Retaurant H is a small place of about 8 well spaced tables. Soft music plays in the background, one wall has windows to the un-busy street and the back wall has a window into the kitchen. The bare topped tables are set with lovely large napkins. The modern room has wallpaper on some walls and others are decorated with arty photographs. Decorations are minimal. The menu is tiles in a box where you can pick how many courses you want. They offer tastings of 3, 5 or 7 courses with wine pairings available. We chose the 5 course omnivore menu and ordered our wine. Service was exceptionally friendly and servers spoke great English and were helpful. The chef, Hubert Duchenne came out to visit with diners. The restaurant currently has a one Michelin star rating.
As you pondered how many courses to have they brought out a selection of amuse bouche for snacking. Ultra thin potato chips, beet root dip, salmon roe on biscuits with citrus and smoked eel on a thin cracker. The chips were cut in long thin rectangles and were good alone as well as with the sweet beet dip. The smoked eel was very nice with only a mild smokiness. All good snacks.
Bread service was a slice of doughy bread with a good crisp crust. It was really nice and great to go with the food.
A green asparagus was grilled and topped with popcorn, grapefruit, kumquat, bread crumble and citrus sabayon. It was served warm and the strong flavor of the perfectly cooked asparagus held up well against the other intensely flavored toppings. The asparagus was tender yet firm and all blended well. It was very tasty.
Cockles were combined with sea bream, fish eggs and vegetables in the next dish. There was lots of popping going on with the eggs and the citrusy flavors blended nicely with the briny cockles. It was another lovely warm dish filled with textures and flavors.
The first morels of the season were served in morel cream with bread and shallots. The buttery sauce was amazing and the lightly toasted bread cubes perfectly absorbed the wonderful flavors. The bread had been lightly cooked on a griddle on all sides but the middle was still nicely soft. It was the simplest of combinations but being made with first rate ingredients turned it into something fantastic.
Haddock was in a bowl of pea velouté. The fish was barely cooked and enhanced with a bit of seasoning powder. The peas were sweet and ultra fresh and tender. The sauce was added at the table and every bit as good as the fish it covered. A real winner here.
A palate cleanser was tonic and lemon. The sorbet and foam combination was to be dipped in a powder of dried grapefruit salt. It worked nicely.

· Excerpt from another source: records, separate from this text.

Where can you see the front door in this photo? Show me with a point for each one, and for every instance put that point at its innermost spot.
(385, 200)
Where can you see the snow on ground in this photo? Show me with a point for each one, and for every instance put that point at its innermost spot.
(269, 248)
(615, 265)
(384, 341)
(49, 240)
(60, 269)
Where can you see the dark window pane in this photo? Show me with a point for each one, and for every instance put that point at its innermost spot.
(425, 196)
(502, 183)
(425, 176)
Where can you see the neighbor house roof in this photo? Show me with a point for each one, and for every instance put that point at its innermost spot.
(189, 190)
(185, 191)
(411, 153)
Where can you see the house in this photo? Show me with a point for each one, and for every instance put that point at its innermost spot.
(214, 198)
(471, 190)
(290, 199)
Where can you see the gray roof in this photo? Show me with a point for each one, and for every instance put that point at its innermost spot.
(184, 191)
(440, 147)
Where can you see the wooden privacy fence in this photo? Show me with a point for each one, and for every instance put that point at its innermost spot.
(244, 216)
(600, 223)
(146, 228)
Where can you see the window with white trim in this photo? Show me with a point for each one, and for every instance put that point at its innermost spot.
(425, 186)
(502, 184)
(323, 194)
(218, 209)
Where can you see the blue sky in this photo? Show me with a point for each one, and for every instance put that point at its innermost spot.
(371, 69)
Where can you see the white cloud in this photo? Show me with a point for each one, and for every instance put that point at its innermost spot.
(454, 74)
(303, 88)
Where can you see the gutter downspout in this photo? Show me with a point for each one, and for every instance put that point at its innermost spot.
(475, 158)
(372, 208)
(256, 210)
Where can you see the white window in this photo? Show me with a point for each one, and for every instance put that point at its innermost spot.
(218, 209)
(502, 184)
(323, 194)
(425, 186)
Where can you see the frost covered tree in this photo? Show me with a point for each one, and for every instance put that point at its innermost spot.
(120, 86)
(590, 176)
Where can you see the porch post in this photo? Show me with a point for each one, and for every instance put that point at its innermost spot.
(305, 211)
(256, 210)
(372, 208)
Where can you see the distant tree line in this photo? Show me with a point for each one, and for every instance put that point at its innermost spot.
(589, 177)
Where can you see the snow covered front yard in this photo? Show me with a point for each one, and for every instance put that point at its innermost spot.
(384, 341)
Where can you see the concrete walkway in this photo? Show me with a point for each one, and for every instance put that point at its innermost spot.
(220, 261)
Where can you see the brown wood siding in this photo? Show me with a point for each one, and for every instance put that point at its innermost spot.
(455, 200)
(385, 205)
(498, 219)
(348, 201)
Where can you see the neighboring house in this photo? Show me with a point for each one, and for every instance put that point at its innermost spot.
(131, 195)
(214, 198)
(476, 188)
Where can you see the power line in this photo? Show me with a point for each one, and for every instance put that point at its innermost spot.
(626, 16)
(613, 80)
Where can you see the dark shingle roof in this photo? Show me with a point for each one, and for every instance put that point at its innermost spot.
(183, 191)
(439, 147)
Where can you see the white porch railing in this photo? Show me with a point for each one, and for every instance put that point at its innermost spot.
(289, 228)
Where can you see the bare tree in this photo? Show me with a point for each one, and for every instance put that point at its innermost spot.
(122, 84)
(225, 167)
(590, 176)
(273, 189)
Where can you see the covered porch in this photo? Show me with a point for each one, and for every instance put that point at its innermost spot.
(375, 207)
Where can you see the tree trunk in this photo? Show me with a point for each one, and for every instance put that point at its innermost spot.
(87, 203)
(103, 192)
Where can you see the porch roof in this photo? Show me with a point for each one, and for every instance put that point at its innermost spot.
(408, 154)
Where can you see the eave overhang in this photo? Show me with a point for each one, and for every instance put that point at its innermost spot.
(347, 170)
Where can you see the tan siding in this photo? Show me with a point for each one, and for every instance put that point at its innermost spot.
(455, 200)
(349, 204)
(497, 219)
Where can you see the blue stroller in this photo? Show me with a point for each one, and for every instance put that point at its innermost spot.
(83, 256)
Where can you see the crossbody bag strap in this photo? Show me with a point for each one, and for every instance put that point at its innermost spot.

The main course was a duck breast that had been slowly cooked but still remained fairly rare. It was served with white asparagus, French raspberries and black crumbles. The duck was tender and nice. The raspberries almost tasted like tomatoes and the dark crumbles added mostly texture to the plate. It was good but not as strong as the previous dishes.
Dessert was chocolate with buckwheat and sweet potato ice cream with tarragon. The ice cream was more color than flavor. The chocolate had a hard outside but inside was sweeter, creamy chocolate. A bit of struesel from Alsace made the bottom of this one nicely sweet. This one rates a yum.
Puffed rice pudding was with corn ice cream in the second dessert. White puffed rice was mixed with corn crisps and caramelized rice. This one had tons of textures and felt nicely light. It was not overly sweet but the perfect melding of flavors made it really fun to eat and combine different parts of it for great tastes.
Final treats were a chocolate macaron and a lemon madeleine. The macaron looked like pistachio but it wasn’t. It was sweet and chewy and very nice. The madeleine had a very strong dot on lemon curd on the top of the buttery cake. Delicious. A cup of coffee was the perfect pairing with these two.